Understanding Automated Web GUI Testing: An Empirical Study Across Exploration Strategies and State Abstractions

2026-06-15Software Engineering

Software Engineering
AI summary

The authors studied different methods for automatically testing web apps by clicking around the interface to find bugs and cover code. They looked at three main approaches—model-based, reinforcement learning (RL)-based, and large language model (LLM)-based—and how the way pages with similar functions are grouped (called state abstraction) affects testing success. Their results show no single method is best at everything; rather, each has strengths in various areas like code coverage or finding bugs. They also found that how detailed or simple the state abstraction is matters differently depending on the method used. Finally, they highlight that just covering a lot of code doesn't always mean more bugs are found, suggesting testing should consider multiple factors.

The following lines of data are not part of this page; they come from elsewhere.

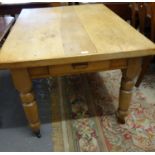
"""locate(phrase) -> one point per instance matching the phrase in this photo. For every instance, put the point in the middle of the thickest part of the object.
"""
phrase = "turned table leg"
(127, 84)
(23, 84)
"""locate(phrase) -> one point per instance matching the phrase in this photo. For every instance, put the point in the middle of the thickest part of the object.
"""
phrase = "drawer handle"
(80, 65)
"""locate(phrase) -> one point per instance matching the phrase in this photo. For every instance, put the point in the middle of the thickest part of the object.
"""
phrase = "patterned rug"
(83, 114)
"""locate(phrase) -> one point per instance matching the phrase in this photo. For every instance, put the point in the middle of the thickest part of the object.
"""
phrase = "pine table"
(71, 40)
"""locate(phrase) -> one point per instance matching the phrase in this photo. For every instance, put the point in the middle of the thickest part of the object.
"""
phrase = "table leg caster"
(37, 134)
(120, 118)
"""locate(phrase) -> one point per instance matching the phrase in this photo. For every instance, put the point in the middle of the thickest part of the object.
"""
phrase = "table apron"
(77, 68)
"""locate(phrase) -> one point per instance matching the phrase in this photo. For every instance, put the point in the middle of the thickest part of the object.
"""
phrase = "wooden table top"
(71, 34)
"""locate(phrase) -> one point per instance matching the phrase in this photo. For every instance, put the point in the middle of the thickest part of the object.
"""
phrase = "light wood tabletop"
(71, 34)
(71, 40)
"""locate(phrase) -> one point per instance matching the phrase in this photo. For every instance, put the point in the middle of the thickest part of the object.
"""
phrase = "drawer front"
(85, 67)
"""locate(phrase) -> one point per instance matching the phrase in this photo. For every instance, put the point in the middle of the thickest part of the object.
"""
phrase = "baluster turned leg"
(127, 84)
(23, 84)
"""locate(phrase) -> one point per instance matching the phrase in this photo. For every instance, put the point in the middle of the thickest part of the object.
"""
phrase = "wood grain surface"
(71, 34)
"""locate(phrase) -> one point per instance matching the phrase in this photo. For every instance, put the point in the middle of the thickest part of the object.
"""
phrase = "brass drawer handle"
(80, 65)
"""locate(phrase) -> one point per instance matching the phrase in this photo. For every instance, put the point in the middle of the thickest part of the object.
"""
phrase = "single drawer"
(85, 67)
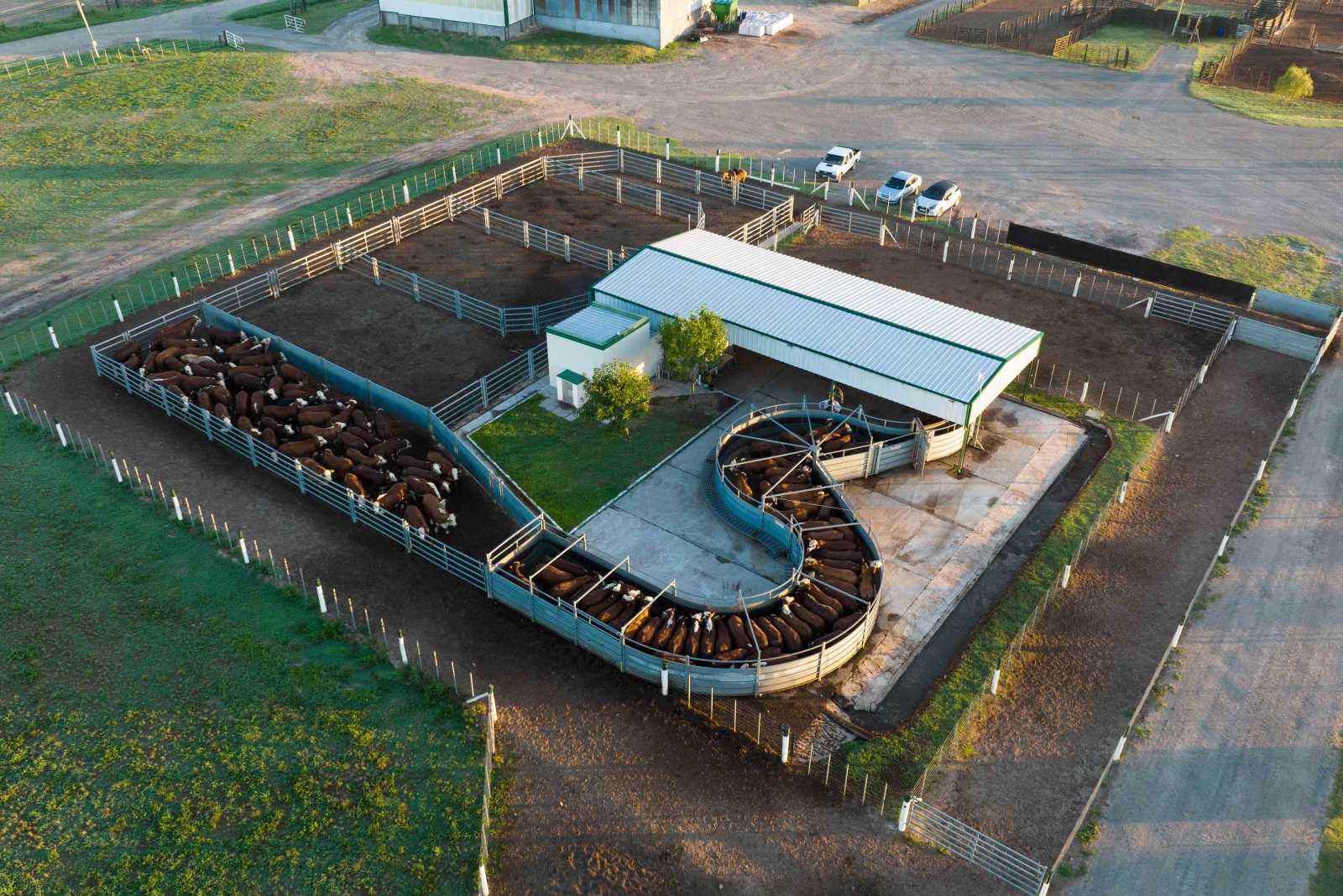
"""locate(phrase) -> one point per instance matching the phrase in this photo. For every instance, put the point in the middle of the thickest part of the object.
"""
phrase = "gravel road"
(1229, 793)
(1103, 154)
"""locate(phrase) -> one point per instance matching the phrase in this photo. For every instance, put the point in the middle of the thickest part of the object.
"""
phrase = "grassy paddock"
(97, 157)
(172, 723)
(903, 754)
(1143, 44)
(320, 15)
(541, 46)
(1327, 879)
(572, 467)
(97, 16)
(1280, 262)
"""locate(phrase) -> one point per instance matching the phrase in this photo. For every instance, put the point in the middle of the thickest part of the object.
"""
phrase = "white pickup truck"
(839, 161)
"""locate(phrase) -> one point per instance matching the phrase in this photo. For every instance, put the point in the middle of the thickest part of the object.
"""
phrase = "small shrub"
(1295, 83)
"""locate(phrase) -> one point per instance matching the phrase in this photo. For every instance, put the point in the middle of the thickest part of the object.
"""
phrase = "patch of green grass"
(1327, 879)
(319, 16)
(903, 754)
(1269, 107)
(541, 46)
(572, 467)
(98, 157)
(172, 723)
(1279, 262)
(1142, 43)
(97, 16)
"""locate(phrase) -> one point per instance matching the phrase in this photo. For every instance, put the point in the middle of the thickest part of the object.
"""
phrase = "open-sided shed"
(922, 353)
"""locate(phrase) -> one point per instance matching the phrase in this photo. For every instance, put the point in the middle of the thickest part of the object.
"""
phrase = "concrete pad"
(1052, 443)
(908, 535)
(672, 533)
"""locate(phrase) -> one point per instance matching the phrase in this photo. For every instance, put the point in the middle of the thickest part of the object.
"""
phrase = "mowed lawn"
(98, 157)
(171, 723)
(572, 467)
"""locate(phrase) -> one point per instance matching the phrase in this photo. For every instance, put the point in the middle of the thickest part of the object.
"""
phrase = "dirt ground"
(420, 351)
(613, 789)
(1147, 357)
(1262, 65)
(1045, 739)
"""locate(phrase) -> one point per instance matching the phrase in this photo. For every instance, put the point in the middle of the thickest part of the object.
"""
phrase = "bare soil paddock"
(1045, 738)
(613, 789)
(1147, 357)
(420, 351)
(1262, 65)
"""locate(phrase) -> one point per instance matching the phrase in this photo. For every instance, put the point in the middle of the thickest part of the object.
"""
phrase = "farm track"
(1074, 148)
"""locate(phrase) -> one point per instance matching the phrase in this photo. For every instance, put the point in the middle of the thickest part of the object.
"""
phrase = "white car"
(897, 187)
(938, 199)
(839, 161)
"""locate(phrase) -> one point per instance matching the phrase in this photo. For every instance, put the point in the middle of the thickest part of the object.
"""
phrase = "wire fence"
(400, 649)
(136, 53)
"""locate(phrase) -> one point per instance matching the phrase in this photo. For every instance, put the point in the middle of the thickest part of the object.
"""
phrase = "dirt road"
(1103, 154)
(1229, 793)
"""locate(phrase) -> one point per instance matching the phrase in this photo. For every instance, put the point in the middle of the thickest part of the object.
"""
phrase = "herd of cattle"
(841, 577)
(242, 383)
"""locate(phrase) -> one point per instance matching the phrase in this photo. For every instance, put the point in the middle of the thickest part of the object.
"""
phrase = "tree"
(1295, 83)
(692, 344)
(617, 393)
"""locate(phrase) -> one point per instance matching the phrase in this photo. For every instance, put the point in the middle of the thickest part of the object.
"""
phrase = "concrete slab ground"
(939, 533)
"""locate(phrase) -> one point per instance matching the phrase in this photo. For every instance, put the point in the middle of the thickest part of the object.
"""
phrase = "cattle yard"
(351, 317)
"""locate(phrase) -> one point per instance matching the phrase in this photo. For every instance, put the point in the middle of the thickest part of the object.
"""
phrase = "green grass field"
(901, 755)
(172, 723)
(98, 157)
(541, 46)
(541, 451)
(1327, 879)
(97, 16)
(1142, 43)
(1280, 262)
(319, 16)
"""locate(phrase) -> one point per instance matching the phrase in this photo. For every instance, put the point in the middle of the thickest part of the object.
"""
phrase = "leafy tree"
(692, 344)
(617, 393)
(1295, 83)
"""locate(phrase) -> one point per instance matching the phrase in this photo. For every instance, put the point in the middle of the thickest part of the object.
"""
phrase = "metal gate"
(928, 822)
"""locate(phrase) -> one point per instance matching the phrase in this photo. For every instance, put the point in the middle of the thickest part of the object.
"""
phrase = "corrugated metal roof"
(819, 284)
(897, 334)
(598, 326)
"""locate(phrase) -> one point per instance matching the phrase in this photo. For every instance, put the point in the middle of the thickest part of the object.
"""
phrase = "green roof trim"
(635, 322)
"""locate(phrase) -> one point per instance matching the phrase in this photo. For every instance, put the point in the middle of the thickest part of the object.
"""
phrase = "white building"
(924, 354)
(649, 22)
(581, 344)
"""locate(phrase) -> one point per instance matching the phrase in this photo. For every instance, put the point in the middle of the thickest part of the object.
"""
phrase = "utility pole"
(94, 43)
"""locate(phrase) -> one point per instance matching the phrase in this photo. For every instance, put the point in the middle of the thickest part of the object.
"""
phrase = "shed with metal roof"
(926, 354)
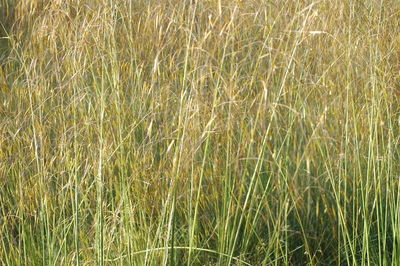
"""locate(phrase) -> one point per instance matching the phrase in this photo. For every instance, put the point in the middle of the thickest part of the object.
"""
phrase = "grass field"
(199, 132)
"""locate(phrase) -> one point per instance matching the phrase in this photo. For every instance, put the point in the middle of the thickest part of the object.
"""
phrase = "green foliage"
(199, 132)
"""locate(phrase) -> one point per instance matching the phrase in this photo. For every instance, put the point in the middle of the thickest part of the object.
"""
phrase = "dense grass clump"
(219, 132)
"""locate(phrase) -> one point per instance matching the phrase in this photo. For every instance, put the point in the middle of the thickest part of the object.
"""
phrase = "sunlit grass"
(199, 132)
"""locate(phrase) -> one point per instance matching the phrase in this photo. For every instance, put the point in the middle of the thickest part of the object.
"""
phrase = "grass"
(199, 132)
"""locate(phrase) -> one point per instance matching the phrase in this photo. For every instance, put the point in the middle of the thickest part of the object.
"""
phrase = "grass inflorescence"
(196, 132)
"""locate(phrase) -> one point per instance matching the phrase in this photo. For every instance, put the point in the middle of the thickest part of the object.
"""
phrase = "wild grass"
(199, 132)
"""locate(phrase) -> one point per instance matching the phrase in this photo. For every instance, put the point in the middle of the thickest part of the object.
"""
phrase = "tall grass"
(199, 132)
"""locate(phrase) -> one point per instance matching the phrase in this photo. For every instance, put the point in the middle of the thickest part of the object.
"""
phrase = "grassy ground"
(199, 132)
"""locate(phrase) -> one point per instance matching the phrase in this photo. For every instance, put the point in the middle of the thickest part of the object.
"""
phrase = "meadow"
(199, 132)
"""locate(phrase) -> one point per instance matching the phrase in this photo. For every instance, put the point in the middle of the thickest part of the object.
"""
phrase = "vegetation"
(221, 132)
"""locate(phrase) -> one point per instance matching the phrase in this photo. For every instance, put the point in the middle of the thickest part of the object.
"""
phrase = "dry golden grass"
(199, 132)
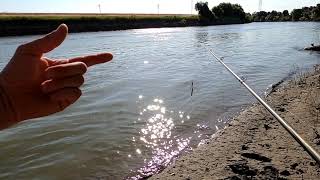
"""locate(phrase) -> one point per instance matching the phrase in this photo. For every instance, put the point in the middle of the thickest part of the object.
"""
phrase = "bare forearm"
(7, 114)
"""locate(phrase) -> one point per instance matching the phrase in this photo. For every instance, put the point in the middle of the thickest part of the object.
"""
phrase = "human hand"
(34, 86)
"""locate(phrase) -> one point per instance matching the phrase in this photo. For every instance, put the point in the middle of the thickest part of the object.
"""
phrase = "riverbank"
(32, 24)
(255, 146)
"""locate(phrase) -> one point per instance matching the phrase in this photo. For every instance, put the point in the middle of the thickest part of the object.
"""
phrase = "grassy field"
(79, 16)
(12, 24)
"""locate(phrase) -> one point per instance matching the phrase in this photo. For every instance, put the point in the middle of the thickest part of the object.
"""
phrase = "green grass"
(95, 18)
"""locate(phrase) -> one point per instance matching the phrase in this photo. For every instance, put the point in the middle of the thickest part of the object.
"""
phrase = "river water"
(160, 96)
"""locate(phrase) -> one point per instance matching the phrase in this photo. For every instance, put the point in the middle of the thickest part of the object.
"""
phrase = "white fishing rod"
(313, 153)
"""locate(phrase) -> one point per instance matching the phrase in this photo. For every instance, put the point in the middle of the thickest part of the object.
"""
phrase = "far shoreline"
(13, 24)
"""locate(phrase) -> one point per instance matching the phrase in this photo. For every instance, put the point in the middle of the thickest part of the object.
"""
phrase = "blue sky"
(139, 6)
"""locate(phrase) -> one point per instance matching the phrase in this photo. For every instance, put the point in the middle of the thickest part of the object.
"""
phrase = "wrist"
(8, 115)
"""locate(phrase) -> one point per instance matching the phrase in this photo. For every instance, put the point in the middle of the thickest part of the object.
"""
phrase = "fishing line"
(313, 153)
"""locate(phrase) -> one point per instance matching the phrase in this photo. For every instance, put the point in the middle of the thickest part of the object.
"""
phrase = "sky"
(140, 6)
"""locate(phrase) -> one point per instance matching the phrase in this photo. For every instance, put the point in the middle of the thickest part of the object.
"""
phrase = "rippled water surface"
(137, 112)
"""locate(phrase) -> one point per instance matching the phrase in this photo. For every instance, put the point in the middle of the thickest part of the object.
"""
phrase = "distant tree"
(285, 13)
(316, 13)
(228, 10)
(204, 11)
(296, 14)
(260, 16)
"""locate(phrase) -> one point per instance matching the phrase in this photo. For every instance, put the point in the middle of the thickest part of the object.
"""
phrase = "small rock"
(267, 127)
(233, 178)
(270, 172)
(285, 173)
(243, 169)
(244, 147)
(300, 171)
(293, 166)
(255, 156)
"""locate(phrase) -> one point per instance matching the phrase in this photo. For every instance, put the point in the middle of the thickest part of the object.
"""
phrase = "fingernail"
(48, 73)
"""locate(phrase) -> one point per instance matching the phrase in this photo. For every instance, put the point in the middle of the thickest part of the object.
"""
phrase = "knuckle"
(22, 48)
(81, 80)
(83, 68)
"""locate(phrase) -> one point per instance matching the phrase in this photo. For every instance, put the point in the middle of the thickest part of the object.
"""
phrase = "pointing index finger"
(93, 59)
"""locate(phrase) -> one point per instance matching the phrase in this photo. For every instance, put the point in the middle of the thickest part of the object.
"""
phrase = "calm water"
(137, 112)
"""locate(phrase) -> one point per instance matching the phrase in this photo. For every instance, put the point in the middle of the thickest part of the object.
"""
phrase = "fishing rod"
(313, 153)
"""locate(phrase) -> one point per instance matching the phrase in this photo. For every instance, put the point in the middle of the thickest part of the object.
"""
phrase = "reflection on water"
(162, 95)
(157, 136)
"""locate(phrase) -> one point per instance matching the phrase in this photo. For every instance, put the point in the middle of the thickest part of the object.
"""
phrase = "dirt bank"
(255, 146)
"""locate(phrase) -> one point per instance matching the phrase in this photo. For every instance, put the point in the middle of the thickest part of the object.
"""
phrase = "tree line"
(234, 13)
(223, 13)
(311, 13)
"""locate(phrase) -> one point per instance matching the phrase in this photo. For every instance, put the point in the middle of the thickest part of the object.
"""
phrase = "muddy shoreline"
(255, 146)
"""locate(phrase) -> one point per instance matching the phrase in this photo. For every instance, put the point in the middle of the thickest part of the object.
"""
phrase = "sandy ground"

Automated web GUI testingExploration strategiesModel-based testingReinforcement learningLarge language modelsState abstractionCode coverageFailure detectionHistory representation
Authors
Chenxu Liu, Wei Yang, Ying Zhang, Tao Xie
Abstract
Automated web GUI testing (AWGT) relies on exploration strategies that exercise web applications through GUI actions to maximize code coverage, spanning traditional model-based, reinforcement learning (RL)-based, and emerging large language model (LLM)-based approaches. State abstraction, which detects pages with the same functionality to avoid repeated testing, has long been recognized as critical to guiding exploration. However, how exploration strategies and state abstractions jointly affect testing effectiveness remains underexplored. We present an empirical study analyzing both factors from the perspectives of code coverage and failure revelation. We compare representative model-based, RL-based, and LLM-based approaches; investigate how six state abstractions influence model-based and RL-based approaches; examine LLM-based approaches under different history representations, which act as a form of state abstraction; and compare the failures exposed by different approaches. Our results show that no single strategy excels across all dimensions; instead, categories exhibit complementary strengths in code coverage, state coverage, and failure discovery. State abstraction is a key factor: strict, fine-grained abstractions favor model-based strategies, while compact ones better support RL-based strategies. History representation substantially affects LLM-based strategies, where concise, functionality-level context performs best. We also find that code coverage is weakly correlated with failure-revealing ability, underscoring the need for multi-dimensional evaluation. These findings offer practical guidance for selecting exploration strategies and designing effective state abstractions for AWGT.